Cause 3: stale function_response entries in history
In multi-turn function calling, a prior function_response whose shape no longer matches the current declaration can poison every subsequent turn — you start getting MALFORMED_FUNCTION_CALL continuously.
The usual culprits:
- You changed the function declaration but kept the old history around.
- A history saved from a different session was reused.
- The history's
function_response.responsefield carries a dict where a string was expected.
The pragmatic fix is to hash the current tool definitions and store that signature alongside the session. If the saved signature does not match the current one, drop the history.
import hashlib, json
def fc_signature(tools):
blob = json.dumps([t.to_dict() for t in tools], sort_keys=True)
return hashlib.sha1(blob.encode()).hexdigest()[:12]
session["fc_sig"] = fc_signature(tools)
if session.get("fc_sig") != fc_signature(tools):
session["history"] = [] # drop history when function defs changedSimple, but it saved me repeatedly while A/B testing different function declarations.
Model differences — 2.5 Pro and 2.5 Flash behave differently
Running both models in production made the difference visible.

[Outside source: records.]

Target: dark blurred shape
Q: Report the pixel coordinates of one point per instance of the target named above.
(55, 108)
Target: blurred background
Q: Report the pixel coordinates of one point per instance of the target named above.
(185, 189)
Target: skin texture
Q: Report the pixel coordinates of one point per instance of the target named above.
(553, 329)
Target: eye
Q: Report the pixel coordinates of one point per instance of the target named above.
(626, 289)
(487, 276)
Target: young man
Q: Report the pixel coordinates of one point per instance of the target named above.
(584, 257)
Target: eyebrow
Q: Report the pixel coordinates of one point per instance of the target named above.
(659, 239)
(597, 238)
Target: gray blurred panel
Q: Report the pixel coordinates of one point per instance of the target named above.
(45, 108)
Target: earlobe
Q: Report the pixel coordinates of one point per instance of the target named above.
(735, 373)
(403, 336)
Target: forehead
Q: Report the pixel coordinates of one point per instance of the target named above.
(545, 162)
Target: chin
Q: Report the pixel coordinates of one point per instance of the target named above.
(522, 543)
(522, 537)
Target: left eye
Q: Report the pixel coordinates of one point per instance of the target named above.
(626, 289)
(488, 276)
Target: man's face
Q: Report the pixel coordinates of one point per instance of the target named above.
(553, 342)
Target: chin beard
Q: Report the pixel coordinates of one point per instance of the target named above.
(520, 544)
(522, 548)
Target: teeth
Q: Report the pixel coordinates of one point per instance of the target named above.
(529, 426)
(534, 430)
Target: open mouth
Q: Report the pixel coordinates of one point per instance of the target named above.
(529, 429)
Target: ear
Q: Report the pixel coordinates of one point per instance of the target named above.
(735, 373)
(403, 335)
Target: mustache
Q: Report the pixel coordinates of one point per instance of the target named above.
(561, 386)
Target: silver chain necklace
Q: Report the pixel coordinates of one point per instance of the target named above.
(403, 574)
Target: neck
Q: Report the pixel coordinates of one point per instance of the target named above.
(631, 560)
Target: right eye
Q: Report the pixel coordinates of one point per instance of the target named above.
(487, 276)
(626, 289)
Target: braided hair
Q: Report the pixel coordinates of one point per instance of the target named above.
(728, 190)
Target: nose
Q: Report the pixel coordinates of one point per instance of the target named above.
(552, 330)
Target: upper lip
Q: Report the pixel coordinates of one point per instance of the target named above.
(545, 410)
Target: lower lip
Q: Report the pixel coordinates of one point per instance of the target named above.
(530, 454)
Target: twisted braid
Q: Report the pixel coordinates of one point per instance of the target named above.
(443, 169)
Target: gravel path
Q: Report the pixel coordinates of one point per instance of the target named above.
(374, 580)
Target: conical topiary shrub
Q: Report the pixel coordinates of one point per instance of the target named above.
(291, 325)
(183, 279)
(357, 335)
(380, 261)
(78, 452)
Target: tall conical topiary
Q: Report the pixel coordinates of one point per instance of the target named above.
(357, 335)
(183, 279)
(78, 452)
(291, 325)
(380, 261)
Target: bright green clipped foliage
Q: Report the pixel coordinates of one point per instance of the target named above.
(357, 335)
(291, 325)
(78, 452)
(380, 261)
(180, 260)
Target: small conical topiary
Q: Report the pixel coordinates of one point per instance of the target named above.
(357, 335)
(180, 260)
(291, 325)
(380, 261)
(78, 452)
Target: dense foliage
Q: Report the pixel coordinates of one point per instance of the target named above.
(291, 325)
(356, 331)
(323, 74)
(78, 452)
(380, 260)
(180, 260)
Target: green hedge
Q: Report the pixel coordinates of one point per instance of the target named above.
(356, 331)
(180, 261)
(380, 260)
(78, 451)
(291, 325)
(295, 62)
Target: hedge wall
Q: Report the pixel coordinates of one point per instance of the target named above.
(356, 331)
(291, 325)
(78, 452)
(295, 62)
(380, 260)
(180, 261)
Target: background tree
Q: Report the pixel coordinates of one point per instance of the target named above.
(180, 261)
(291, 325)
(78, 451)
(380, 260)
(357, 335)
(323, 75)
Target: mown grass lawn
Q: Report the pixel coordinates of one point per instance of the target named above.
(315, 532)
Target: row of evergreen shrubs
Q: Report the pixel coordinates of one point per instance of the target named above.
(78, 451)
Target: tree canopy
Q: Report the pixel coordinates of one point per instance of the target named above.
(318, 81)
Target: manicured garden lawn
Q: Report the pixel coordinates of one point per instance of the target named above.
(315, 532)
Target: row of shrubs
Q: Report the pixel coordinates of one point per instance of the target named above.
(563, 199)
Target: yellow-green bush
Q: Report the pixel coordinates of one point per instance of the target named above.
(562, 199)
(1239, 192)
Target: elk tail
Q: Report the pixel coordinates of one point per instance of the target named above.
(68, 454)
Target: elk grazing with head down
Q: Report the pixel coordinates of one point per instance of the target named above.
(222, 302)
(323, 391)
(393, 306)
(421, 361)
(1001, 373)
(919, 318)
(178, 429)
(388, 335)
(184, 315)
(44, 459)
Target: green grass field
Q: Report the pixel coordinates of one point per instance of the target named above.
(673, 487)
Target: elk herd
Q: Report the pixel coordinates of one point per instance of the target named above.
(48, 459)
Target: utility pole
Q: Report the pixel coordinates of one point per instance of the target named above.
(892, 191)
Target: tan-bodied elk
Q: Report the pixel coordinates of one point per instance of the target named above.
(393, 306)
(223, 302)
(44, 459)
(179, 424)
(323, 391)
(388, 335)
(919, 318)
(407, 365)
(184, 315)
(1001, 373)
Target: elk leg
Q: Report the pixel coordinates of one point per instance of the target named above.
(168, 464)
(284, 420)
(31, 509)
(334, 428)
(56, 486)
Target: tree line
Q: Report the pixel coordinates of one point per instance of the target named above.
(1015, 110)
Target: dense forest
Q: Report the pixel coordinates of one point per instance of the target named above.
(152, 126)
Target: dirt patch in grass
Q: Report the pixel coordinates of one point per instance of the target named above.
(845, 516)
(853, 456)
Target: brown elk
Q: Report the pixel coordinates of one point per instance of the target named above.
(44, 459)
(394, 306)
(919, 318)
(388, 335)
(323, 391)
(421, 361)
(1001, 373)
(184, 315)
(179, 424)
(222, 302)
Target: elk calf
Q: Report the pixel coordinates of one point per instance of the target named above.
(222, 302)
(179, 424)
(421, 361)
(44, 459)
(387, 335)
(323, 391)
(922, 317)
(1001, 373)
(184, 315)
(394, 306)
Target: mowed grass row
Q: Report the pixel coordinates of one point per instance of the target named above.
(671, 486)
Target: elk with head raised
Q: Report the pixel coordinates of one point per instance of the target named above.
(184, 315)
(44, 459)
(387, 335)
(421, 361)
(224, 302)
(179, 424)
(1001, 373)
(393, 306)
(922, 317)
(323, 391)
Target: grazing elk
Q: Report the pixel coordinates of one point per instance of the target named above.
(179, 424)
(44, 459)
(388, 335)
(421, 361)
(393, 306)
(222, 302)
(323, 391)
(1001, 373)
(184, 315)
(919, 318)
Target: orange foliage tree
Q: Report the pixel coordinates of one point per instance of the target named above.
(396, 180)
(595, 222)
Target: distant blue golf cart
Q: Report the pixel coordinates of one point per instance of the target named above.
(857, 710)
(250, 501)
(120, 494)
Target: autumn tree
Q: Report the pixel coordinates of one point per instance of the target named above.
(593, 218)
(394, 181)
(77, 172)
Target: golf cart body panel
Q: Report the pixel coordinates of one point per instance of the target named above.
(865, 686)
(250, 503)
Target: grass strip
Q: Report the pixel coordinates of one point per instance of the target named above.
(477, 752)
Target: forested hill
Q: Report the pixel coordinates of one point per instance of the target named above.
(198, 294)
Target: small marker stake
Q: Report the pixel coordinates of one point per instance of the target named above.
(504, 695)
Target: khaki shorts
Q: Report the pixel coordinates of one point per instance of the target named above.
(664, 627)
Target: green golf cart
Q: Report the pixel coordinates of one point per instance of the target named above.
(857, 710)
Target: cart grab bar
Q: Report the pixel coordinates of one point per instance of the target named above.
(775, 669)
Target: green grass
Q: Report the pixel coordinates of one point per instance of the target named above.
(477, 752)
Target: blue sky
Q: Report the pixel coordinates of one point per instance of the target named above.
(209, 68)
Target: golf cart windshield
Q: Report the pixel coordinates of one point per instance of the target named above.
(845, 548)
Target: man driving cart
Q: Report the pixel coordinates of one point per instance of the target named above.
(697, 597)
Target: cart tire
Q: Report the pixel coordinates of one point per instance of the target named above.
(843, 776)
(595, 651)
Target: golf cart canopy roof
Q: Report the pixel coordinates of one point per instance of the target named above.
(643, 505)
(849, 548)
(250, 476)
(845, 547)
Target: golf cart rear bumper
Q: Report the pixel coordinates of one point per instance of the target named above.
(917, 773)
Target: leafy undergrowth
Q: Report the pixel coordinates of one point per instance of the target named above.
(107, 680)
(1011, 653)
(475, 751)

For short functions like ad-log classification, gemini-2.5-flash is faster and cheaper, but once the function has more than eight arguments the malformed rate is roughly twice that of gemini-2.5-pro. Pro's deeper thinking phase absorbs schema complexity better.
The compromise that worked: route by argument count. Up to six arguments goes to Flash, above that goes to Pro. In our indie stack, review-sentiment analysis (four args) stays on Flash and wallpaper-metadata generation (fourteen args) stays on Pro. Total monthly cost dropped by about 38% versus pinning everything to Pro.
One more knob: on Flash, set thinking_budget=0 explicitly when you want function calling. Without it, Flash sometimes runs a small thinking pass anyway, and those tokens count against max_output_tokens — a quiet contributor to MALFORMED in long-argument calls.
When the residual rate still bothers you
After the three causes above, our residual was under 1%. We handle the rest with two layers:
- Force a call by setting
tool_config.function_calling_config.mode = "ANY"withallowed_function_names. - Retry once at
temperature = 0.0with no backoff if a MALFORMED still slips through.
The retry catches over 95% of stragglers. What remains tends to be input with heavy emoji or RTL strings; adding an input-sanitization pass cleared it up.
def call_with_fallback(client, model, contents, tools):
for attempt in (0, 1):
cfg = types.GenerateContentConfig(
tools=[types.Tool(function_declarations=tools)],
tool_config=types.ToolConfig(
function_calling_config=types.FunctionCallingConfig(
mode="ANY",
allowed_function_names=[t.name for t in tools],
)
),
temperature=0.0 if attempt == 1 else 0.4,
max_output_tokens=2048,
)
resp = client.models.generate_content(model=model, contents=contents, config=cfg)
if resp.candidates[0].finish_reason != "MALFORMED_FUNCTION_CALL":
return resp
raise RuntimeError("function call malformed after retry")Next step
Start by adding finish_reason logging to your existing call sites so you can measure the MALFORMED rate. Three days of observation is usually enough to see which of the three causes dominates, and from there you can fix the right thing instead of blindly raising max_output_tokens and watching the bill climb.
Hope this helps anyone running into the same symptom.